Nearby were some empty wine bottles. Area residents may have come closer than they knew to being part of the fun.

Farmer's Supply doesn't sell dynamite anymore.

Nor was that the only change during the half century this homey store has stood on Floyd's busiest corner, where Virginia 8 and U.S. 221 intersect.

"The store has sort of taken on a different atmosphere in the last few years," said Jack Lawson, the general manager who has run it for a decade. There is more business and twice the inventory there used to be, Lawson said. He is even thinking of putting in a computer to keep track of stock.

Also - though the store has been run de facto by the Lawson family for generations, from founder Harry Lawson down to grandson Jack - it is an actual corporation with stockholders. Sort of like IBM with a profit margin.

Yet somehow, Farmer's Supply has maintained its Sam Drucker image.
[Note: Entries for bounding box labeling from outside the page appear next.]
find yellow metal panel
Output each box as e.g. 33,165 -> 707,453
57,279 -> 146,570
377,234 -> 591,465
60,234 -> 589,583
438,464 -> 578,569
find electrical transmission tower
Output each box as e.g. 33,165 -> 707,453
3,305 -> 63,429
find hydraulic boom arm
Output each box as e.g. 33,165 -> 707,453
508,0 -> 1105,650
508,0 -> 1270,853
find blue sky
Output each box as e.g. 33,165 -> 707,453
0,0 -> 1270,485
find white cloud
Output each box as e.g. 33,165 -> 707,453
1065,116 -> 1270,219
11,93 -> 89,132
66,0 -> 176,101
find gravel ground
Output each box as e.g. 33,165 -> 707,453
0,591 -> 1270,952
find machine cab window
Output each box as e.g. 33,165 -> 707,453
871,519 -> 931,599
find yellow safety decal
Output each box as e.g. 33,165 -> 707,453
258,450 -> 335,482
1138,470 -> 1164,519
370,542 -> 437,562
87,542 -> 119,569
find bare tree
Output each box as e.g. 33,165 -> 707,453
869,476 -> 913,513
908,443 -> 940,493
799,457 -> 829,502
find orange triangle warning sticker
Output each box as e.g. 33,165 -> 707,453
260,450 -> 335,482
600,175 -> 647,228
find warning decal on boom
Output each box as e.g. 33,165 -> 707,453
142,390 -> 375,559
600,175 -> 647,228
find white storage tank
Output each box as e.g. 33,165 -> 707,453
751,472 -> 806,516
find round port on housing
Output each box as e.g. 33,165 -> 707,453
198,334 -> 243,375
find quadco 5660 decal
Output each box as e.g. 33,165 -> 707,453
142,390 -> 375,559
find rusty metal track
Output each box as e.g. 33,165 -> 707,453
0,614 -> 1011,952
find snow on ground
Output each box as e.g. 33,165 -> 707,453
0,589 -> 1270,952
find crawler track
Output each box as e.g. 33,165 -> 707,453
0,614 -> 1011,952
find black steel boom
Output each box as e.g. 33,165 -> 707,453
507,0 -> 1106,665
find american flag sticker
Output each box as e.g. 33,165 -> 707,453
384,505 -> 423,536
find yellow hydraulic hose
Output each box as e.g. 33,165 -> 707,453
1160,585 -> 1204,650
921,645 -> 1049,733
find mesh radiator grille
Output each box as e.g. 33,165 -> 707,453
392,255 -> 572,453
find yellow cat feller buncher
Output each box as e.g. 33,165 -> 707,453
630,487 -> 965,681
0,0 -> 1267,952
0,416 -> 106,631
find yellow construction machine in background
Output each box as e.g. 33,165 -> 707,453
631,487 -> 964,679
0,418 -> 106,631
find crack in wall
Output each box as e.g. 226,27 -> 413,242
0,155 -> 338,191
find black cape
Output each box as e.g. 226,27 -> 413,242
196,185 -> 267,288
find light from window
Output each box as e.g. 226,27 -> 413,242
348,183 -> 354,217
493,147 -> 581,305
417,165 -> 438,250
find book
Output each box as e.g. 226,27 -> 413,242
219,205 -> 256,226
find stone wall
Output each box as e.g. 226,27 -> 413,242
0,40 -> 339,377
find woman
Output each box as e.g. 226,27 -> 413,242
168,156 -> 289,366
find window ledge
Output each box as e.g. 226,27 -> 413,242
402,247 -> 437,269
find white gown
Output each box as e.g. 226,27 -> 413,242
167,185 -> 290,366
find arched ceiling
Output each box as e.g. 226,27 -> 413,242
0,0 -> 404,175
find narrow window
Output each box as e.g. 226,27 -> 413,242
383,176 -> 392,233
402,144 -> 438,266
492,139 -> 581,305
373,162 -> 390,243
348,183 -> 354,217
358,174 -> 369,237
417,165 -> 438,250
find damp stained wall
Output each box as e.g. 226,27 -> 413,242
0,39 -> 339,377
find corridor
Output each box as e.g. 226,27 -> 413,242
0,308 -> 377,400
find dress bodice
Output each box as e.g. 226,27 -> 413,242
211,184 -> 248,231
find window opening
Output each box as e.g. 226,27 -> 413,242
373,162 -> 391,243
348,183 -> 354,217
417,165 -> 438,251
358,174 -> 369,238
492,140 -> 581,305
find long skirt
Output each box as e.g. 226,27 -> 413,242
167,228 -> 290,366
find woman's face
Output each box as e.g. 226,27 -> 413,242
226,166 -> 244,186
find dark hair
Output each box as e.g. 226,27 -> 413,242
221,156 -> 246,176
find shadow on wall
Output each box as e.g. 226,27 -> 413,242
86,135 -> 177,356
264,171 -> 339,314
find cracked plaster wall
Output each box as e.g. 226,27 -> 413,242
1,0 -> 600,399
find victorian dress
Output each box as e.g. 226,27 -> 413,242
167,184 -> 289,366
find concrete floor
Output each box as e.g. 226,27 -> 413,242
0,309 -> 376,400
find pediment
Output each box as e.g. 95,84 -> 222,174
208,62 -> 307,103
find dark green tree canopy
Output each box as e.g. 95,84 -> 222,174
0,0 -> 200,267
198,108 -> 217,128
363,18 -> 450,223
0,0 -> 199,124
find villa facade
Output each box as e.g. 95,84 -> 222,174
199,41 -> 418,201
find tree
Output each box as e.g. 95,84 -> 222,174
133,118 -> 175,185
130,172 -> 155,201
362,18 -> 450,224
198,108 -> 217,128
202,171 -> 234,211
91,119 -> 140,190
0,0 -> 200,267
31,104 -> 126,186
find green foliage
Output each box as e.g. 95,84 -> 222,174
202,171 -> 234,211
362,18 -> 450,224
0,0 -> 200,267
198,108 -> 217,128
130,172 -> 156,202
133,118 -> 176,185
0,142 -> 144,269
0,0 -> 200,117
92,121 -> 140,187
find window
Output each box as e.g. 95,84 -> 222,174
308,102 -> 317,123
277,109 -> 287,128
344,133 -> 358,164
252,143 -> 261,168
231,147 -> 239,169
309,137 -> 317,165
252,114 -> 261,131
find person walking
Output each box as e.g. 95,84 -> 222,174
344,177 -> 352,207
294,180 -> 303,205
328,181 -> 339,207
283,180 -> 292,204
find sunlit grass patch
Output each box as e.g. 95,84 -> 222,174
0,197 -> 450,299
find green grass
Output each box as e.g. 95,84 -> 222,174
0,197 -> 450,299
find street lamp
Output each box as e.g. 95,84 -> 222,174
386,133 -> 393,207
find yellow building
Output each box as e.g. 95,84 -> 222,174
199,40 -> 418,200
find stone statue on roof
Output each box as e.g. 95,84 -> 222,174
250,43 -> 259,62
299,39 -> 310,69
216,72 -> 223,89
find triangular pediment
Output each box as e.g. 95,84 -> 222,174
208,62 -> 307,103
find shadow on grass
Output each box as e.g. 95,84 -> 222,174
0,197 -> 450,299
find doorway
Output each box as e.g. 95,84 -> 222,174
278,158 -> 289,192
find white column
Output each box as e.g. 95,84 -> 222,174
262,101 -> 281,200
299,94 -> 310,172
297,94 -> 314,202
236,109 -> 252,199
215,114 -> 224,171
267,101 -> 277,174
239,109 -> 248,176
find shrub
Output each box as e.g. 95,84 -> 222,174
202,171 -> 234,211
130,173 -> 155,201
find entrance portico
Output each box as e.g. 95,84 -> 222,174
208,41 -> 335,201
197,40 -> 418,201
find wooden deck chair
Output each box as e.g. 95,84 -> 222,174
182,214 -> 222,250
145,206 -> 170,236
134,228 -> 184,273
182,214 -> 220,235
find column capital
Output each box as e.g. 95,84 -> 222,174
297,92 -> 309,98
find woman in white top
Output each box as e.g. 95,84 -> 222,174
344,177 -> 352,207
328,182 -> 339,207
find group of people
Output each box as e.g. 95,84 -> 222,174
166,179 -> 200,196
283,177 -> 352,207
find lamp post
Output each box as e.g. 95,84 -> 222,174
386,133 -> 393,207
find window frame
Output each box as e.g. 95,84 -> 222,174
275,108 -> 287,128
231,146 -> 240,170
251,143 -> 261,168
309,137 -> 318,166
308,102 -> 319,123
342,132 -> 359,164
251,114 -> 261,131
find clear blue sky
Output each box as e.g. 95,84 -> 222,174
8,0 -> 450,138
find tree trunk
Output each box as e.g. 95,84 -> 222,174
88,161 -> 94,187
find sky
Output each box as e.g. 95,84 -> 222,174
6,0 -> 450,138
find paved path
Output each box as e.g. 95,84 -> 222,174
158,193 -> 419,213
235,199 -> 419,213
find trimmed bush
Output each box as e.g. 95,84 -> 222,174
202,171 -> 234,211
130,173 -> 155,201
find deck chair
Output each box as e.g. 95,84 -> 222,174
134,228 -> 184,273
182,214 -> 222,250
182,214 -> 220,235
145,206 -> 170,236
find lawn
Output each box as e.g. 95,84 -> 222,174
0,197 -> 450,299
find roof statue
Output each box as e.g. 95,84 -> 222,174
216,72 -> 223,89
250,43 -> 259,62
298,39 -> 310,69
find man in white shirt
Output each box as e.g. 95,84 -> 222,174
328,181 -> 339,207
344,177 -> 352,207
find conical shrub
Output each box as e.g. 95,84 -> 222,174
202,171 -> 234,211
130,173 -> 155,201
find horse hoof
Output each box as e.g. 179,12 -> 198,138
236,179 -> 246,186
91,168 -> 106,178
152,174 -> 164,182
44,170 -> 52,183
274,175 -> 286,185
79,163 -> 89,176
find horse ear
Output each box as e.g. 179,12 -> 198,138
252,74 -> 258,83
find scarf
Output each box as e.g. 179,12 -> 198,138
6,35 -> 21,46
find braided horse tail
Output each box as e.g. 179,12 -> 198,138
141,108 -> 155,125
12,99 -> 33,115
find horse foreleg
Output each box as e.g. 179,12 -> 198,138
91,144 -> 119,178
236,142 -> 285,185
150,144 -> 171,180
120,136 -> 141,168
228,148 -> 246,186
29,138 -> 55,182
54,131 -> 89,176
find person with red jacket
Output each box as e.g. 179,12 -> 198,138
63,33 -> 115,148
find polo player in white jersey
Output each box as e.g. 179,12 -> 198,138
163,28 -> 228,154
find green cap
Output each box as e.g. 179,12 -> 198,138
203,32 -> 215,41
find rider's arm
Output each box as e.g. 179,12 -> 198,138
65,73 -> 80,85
Lawson runs the store in non-corporate style - dividing his time erratically between hardware and two Floyd County farms.

He chatted recently in the cozy heat of the Warm Morning Model 524 wood stove the store keeps percolating up front.

Though customers don't jaw here quite as much as they used to, employees noted, the stove is still fueled steadily from a closet full of coal in the basement.

Lawson said small-town hardware stores are holding their own in the age of the mega-market.

Though their prices can't always compete with the chain lumber yards or the discount stores, Farmer's Supply offers service, employees say.

If someone isn't sure exactly what they need, Lawson said, someone at Farmer's Supply can probably help.

Help in this place is a good thing.

Because in an age that craves quick-moving stock, Farmer's Supply - with its long accumulation of forgotten doodads - is both a gold mine and a crapshoot.

There is everything here that's anything in hardware. Nuts, nails, bolts, pails - even an antique toilet.

The trick is finding it.

Take the toilet.

At least, Salmons thinks it's a toilet. It's about half the size of a Volkswagen, with a hole in the top shaped a lot like a bottom.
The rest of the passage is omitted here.